Cette analyse va tellement à rebours de tout ce que l’on entend habituellement sur Internet, de la part des influenceurs, intellectuels et commentateurs politiques, que je ne serais pas surpris qu’elle heurte d’abord un certain nombre d’entre vous, et que, par conséquent, vous la rejetiez complètement de prime abord. Mais mon but est de faire réfléchir différemment la droite, et de lui apporter d’autres grilles de lecture. Donc je continuerai de porter ce genre de réflexions — plus pertinentes, je crois, que les sornettes qu’on vous raconte bien souvent.

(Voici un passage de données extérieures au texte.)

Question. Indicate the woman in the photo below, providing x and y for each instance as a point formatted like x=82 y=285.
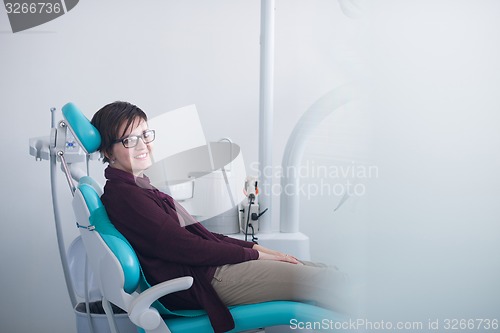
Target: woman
x=170 y=243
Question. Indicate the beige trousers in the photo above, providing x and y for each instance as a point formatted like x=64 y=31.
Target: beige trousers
x=266 y=280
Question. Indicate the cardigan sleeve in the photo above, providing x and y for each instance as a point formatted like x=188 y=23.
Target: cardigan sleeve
x=155 y=231
x=234 y=240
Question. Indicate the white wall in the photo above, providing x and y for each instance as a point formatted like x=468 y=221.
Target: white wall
x=431 y=128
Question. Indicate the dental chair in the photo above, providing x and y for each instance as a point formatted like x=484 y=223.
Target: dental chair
x=122 y=282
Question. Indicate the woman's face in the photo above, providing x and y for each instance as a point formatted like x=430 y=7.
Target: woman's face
x=135 y=159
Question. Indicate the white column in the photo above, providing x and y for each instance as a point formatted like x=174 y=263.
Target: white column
x=266 y=105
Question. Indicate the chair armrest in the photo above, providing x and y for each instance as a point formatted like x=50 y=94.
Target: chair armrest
x=142 y=314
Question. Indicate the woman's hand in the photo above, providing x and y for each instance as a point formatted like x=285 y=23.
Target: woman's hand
x=268 y=254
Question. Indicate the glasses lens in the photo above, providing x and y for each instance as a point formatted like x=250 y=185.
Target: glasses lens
x=148 y=136
x=130 y=142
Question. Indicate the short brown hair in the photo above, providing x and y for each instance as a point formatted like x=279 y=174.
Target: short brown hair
x=110 y=118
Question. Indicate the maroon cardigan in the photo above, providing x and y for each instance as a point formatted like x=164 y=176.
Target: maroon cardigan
x=149 y=219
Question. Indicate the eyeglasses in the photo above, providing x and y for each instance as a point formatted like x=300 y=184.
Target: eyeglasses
x=131 y=141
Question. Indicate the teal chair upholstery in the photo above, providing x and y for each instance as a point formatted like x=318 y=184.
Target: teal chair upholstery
x=121 y=279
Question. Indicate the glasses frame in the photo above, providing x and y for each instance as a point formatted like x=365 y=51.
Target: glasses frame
x=137 y=137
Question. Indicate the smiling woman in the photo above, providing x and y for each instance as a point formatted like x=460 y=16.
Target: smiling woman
x=170 y=243
x=126 y=144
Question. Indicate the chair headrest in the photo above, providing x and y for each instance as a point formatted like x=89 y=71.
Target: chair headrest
x=85 y=133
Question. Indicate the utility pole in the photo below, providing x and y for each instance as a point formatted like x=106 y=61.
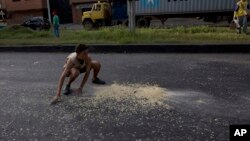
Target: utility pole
x=131 y=15
x=48 y=7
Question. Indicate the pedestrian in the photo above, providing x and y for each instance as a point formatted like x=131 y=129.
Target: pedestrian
x=236 y=17
x=56 y=24
x=78 y=62
x=241 y=11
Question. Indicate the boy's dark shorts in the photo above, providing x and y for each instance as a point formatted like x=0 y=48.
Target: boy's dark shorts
x=83 y=70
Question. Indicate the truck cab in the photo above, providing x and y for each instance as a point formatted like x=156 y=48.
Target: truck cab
x=100 y=15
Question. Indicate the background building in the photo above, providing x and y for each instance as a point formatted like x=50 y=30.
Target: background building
x=19 y=10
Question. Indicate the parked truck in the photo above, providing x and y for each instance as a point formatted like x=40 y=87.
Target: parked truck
x=115 y=12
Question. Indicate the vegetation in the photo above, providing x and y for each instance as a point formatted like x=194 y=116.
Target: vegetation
x=17 y=35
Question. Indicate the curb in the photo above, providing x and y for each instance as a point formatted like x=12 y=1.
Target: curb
x=133 y=48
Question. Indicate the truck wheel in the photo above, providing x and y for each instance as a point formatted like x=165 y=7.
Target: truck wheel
x=88 y=24
x=142 y=22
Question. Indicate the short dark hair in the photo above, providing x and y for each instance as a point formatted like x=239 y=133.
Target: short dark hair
x=80 y=47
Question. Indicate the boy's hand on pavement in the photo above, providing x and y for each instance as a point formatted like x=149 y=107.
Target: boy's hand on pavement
x=79 y=91
x=56 y=99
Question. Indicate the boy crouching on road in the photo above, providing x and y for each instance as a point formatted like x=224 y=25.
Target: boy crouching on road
x=78 y=62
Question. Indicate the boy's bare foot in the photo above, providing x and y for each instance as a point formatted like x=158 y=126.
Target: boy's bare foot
x=55 y=100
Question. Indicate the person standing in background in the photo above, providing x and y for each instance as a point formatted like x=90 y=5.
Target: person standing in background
x=56 y=24
x=241 y=9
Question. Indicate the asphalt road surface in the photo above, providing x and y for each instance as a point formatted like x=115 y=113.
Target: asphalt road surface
x=174 y=97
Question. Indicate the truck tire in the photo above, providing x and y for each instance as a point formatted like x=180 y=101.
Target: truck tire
x=88 y=25
x=142 y=22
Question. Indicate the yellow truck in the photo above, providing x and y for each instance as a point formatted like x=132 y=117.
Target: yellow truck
x=100 y=15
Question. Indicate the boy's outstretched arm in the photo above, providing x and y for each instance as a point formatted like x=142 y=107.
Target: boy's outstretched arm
x=61 y=81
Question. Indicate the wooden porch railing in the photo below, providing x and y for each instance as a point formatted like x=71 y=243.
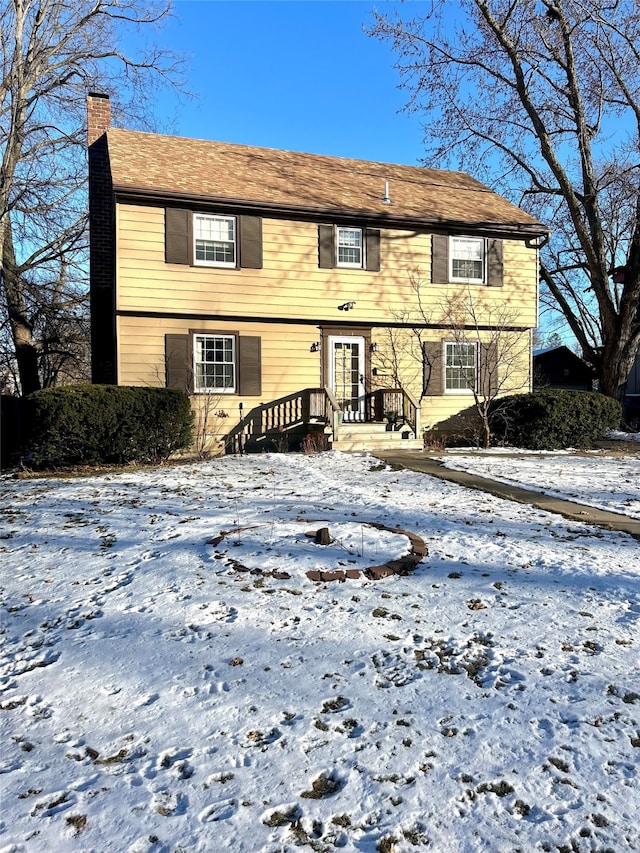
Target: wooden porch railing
x=387 y=403
x=320 y=406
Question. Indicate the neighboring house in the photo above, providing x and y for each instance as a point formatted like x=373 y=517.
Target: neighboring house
x=558 y=367
x=290 y=293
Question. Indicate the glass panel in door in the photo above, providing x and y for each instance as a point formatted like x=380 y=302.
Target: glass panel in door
x=347 y=375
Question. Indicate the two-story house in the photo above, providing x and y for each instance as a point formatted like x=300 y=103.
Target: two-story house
x=291 y=292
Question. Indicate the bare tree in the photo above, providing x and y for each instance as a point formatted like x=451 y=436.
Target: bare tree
x=52 y=53
x=542 y=99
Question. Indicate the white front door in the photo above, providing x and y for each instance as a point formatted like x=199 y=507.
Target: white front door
x=347 y=375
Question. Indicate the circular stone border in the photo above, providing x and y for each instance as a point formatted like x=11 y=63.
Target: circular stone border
x=402 y=566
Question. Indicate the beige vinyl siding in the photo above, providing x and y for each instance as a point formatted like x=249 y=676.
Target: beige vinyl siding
x=287 y=363
x=291 y=283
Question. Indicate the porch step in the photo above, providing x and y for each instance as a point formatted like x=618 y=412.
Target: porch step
x=355 y=437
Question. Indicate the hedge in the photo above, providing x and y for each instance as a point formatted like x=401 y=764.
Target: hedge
x=554 y=419
x=98 y=424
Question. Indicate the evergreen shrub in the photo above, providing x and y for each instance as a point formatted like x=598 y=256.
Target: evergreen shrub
x=105 y=424
x=554 y=419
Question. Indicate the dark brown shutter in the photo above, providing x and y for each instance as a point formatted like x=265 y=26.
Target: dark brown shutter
x=250 y=241
x=177 y=235
x=439 y=258
x=494 y=263
x=488 y=378
x=249 y=366
x=326 y=247
x=177 y=365
x=432 y=369
x=372 y=237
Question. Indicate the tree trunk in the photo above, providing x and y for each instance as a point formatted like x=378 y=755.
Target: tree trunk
x=21 y=328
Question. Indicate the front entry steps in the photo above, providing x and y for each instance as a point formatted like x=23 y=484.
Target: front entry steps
x=363 y=437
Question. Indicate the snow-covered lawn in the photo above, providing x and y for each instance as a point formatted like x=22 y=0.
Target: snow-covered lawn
x=159 y=693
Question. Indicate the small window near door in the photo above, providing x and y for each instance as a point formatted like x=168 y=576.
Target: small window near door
x=350 y=247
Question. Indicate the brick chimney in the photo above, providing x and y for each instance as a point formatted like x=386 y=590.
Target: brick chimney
x=98 y=116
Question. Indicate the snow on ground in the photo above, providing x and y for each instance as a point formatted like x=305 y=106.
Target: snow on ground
x=613 y=485
x=155 y=697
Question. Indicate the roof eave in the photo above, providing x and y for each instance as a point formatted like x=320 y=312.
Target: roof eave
x=526 y=230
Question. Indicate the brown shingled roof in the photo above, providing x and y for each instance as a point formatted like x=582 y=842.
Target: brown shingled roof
x=179 y=168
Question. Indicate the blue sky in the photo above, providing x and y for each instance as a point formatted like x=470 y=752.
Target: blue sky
x=293 y=74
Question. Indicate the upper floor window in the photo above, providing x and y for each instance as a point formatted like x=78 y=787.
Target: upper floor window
x=467 y=258
x=214 y=240
x=460 y=368
x=214 y=363
x=349 y=246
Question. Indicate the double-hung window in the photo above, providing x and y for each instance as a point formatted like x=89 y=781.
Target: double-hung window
x=467 y=259
x=349 y=247
x=460 y=368
x=214 y=363
x=214 y=240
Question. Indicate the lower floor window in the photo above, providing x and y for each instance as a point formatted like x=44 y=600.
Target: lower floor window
x=214 y=361
x=461 y=363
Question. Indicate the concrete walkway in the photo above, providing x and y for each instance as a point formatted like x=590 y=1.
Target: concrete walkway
x=426 y=464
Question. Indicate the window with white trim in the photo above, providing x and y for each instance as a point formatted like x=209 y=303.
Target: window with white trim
x=467 y=259
x=214 y=240
x=349 y=247
x=460 y=368
x=214 y=363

NDLR : Chers Lecteurs, il est possible que vous apparteniez à la génération visée dans cet article et que vous ne vous reconnaissiez pas dans la description ci-dessous : Nous considérons que si vous lisez nos colonnes, c’est que vous faites partie des éveillés de cette génération et nous nous en félicitons ; mais force est de constater que, malheureusement, la thèse développée mérite que l’on y réfléchisse et que l’on s’y attaque…
Une analyse infrapolitique
Dans une vidéo récente, Julien Rochedy, propose une analyse originale de la situation politique française, en adoptant une approche qu’il qualifie d’infrapolitique. Cette perspective, distincte des approches métapolitiques (centrées sur les idées) et politiques (axées sur les actions), cherche à comprendre les structures anthropologiques et économiques qui sous-tendent les décisions politiques et les comportements des acteurs, qu’il s’agisse d’Emmanuel Macron, Jordan Bardella, ou Jean-Luc Mélenchon. Voici les grandes lignes de cette réflexion.
Une France vieillissante : le rôle clé des retraités
L’un des points centraux de l’analyse est l’âge moyen élevé de la population française, un facteur souvent négligé. Avec une société de plus en plus âgée, les comportements collectifs s’orientent vers une posture statu quoïste, marquée par une aversion au risque et une peur des bouleversements. Cette gérontocratie influence profondément la politique : les retraités, représentant un tiers des votants et particulièrement mobilisés lors des élections, sont les faiseurs de rois. Ils ont soutenu successivement Sarkozy, Hollande, et Macron, garantissant leur élection en échange de promesses sur la préservation des retraites et la stabilité sociale.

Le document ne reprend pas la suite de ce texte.